Selon l’Agence Chine nouvelle, le Président Xi Jinping a adressé un message au Président Tokaïev qualifiant de « hautement responsable, la mise en œuvre de mesures fortes… permettant de calmer rapidement la situation ». Ce message tendrait-il à conforter une certaine « répartition des tâches » en Asie centrale :

  • sécurité et stabilité assurées par les Russes,
  • développement économique incombant à la Chine, notamment dans le cadre du projet des Routes de la soie (OBOR),

laissant l’Europe et les Etats-Unis « hors du jeu » ??? Cette intervention russe, non-officielle, est-elle la manifestation d’un droit de regard sur les ex-membres de l’URSS, restant donc dans sa zone d’influence alors qu’en parallèle la situation est très tendue eu Ukraine? Doit-on y voir un message pour la Chine ? Pour les Occidentaux ?Quelles pourraient être les contreparties réclamées par Moscou pour son aide dans cette crise ?La Russie réoccupe ainsi l’espace et montre que le monde ne peut pas faire sans elle…

Hélène Mazeran

Sources :        La Croix ; 12 janvier 2022. Fabrice Deprez

Les Echos, 10 et17 janvier 2022. Dominique Moïsi, Pauline Verge

                        Le Figaro, 7, 8-9, 11, 14, 24 et 25janvier 2022. Alain Barluet, Regis Genté, Cyrille Louis, Fabrice Nodé-Langlois

                        IRIS, 5 et 14 janvier 2022. Jean de Gliniasty        

Le Monde, 9-10 janvier 2022. Emmanuel Grynszpan et Isabelle Mandraud


[1]Ceci pourrait rappeler ce qui est dénoncé, pour une autre époque dans l’ex-URSS, dans le film russe « Chers camarades » de Andreï Konchalovsky (2020).

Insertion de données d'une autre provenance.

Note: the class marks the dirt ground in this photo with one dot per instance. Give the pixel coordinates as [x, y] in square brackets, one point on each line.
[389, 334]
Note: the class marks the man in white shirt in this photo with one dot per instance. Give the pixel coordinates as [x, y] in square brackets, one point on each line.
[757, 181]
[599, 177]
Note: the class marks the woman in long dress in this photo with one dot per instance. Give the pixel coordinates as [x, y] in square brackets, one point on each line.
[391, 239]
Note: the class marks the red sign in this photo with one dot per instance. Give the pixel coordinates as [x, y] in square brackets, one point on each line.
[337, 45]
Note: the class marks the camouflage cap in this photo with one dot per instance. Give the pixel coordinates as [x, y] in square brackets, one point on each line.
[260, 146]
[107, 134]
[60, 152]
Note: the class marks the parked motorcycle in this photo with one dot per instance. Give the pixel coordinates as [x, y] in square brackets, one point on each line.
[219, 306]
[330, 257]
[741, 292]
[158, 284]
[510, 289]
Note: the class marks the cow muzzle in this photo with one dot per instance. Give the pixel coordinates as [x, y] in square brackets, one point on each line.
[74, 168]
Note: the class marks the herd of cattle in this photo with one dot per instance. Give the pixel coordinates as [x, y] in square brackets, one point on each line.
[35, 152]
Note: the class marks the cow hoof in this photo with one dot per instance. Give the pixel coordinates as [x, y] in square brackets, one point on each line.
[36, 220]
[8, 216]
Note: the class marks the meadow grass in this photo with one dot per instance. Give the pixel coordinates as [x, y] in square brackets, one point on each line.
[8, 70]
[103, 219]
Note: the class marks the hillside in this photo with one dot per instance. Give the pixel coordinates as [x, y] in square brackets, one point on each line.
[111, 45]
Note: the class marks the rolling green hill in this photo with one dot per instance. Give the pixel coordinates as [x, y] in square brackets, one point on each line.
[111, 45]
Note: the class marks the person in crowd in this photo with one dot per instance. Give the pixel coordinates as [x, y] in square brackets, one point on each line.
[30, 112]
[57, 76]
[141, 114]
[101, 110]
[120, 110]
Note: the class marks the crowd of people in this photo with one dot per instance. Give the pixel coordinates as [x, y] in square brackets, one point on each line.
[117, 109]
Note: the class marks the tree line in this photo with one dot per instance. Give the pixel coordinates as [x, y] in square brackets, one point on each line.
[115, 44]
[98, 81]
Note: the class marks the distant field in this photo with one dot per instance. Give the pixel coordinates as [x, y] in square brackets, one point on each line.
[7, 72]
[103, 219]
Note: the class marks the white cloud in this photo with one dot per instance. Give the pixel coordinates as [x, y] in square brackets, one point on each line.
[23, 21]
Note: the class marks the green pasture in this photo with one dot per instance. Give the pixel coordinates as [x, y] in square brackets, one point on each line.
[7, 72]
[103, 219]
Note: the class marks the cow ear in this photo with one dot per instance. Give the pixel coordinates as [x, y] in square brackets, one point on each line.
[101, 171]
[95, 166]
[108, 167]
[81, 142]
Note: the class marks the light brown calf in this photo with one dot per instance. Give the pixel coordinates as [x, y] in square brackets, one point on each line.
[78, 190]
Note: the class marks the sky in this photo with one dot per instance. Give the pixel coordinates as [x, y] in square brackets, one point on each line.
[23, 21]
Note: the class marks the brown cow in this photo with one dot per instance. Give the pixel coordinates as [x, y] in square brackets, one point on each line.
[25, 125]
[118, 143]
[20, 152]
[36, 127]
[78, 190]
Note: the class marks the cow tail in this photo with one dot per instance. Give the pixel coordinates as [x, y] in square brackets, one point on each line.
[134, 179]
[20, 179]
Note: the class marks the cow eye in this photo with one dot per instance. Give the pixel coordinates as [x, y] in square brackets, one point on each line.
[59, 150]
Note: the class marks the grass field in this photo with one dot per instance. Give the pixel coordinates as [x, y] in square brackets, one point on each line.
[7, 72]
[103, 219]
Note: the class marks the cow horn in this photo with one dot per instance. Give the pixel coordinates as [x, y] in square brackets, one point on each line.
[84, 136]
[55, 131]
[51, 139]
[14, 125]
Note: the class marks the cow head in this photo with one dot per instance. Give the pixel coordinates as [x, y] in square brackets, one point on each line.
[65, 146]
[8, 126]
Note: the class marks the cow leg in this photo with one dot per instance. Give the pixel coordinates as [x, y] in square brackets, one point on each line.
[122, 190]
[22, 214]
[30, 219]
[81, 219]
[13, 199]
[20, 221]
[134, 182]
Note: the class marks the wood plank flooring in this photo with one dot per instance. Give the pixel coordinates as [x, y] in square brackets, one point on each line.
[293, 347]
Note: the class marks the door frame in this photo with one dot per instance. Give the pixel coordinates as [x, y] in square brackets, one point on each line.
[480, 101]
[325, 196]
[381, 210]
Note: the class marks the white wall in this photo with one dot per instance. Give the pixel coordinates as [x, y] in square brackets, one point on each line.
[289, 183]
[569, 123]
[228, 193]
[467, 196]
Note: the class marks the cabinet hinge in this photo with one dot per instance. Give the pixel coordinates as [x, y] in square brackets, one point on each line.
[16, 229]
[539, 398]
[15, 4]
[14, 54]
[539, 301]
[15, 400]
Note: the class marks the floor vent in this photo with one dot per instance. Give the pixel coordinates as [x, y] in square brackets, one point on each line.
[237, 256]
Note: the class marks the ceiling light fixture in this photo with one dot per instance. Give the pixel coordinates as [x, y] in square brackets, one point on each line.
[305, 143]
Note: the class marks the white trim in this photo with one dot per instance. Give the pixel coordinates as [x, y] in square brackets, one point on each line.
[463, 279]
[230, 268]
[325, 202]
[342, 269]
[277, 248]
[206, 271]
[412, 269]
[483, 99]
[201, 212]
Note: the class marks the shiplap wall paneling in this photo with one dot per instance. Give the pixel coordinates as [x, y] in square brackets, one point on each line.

[2]Tokaîev, ancien diplomate, et ancien Premier Ministre, est au pouvoir depuis le retrait officiel de NoursoultanNazarbaïev en mars 2019. Mais ce dernier est alors resté aux commandes en tant que « Président du Conseil de sécurité nationale » alors qu’il était déjà « Chef de la nation » depuis 2010, conservant ainsi de larges prérogatives, notamment de nomination, et jouissant de l’immunité pénale. Sa famille a également continué à tenir les rênes de l’économie nationale.

[3] Selon une étude menée par KPMG, 55% des richesses nationales serait entre les mains de 162 personnes.

[4] Cf DmitriTrenin, Directeur du centre de réflexion Carnegie Moscou.

[5] Ben Godwin, directeur d’analyse au sein de la société de gestion des risques politiques Prism.

[6] L’uranium utilisé par la société française Orano (ex-Areva, partenaire de Kazatomprom dans la firme KATCO) ne provient que pour 43% du Kazakhstan, le reste venant du Niger et du Canada.